Background: Researchers increasingly use social contact data to inform models for infectious disease spread with the aim of guiding effective policies about disease prevention and control. In this article, we undertake a systematic review of the study design, statistical analyses, and outcomes of the many social contact surveys that have been published.
Methods: We systematically searched PubMed and Web of Science for articles regarding social contact surveys. We followed the Preferred Reporting Items for Systematic Reviews and Meta-Analyses guidelines as closely as possible.
Results: In total, we identified 64 social contact surveys, with more than 80% of the surveys conducted in high-income countries. Study settings included general population (58%), schools or universities (37%), and health care/conference/research institutes (5%). The largest number of studies did not focus on a specific age group (38%), whereas others focused on adults (32%) or children (19%). Retrospective (45%) and prospective (41%) designs were used most often with 6% using both for comparison purposes.
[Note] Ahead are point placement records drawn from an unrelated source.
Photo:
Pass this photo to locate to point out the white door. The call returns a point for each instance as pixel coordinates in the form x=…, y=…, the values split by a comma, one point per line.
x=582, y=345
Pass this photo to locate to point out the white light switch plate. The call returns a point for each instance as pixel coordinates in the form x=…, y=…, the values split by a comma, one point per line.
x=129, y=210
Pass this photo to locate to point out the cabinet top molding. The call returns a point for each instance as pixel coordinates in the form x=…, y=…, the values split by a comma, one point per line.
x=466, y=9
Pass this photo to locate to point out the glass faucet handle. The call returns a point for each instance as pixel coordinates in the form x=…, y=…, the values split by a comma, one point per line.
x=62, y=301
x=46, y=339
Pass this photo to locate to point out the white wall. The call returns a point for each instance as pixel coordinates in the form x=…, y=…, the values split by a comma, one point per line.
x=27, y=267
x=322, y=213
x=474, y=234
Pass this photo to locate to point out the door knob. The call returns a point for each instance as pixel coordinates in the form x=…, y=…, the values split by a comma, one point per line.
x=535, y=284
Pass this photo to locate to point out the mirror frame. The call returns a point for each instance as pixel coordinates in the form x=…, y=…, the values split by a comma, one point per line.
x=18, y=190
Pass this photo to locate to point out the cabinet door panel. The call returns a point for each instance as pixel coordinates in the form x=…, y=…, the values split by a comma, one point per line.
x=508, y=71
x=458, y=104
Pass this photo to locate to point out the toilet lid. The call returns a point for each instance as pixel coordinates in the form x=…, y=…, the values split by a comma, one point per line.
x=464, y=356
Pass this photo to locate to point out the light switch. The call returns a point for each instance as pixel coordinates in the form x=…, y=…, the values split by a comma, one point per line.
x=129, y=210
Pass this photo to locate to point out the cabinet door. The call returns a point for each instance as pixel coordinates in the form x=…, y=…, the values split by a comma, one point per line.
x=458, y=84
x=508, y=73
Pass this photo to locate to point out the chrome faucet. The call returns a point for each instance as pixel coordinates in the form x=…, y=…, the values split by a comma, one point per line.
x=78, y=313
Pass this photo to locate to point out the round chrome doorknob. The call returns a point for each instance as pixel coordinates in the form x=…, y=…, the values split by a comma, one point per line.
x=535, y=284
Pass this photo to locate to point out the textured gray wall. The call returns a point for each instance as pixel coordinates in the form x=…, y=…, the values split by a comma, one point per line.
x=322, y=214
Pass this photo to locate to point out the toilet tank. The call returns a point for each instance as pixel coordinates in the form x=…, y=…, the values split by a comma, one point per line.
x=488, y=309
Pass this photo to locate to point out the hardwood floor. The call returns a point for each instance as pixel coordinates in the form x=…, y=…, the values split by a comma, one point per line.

The definition of a contact varied among surveys, e.g., a nonphysical contact may require conversation, close proximity, or both. We identified age, time schedule (e.g., weekday/weekend), and household size as relevant determinants of contact patterns across a large number of studies.
Conclusions: We found that the overall features of the contact patterns were remarkably robust across several countries, and irrespective of the study details. By considering the most common approach in each aspect of design (e.g., sampling schemes, data collection, definition of contact), we could identify recommendations for future contact data surveys that may be used to facilitate comparison between studies.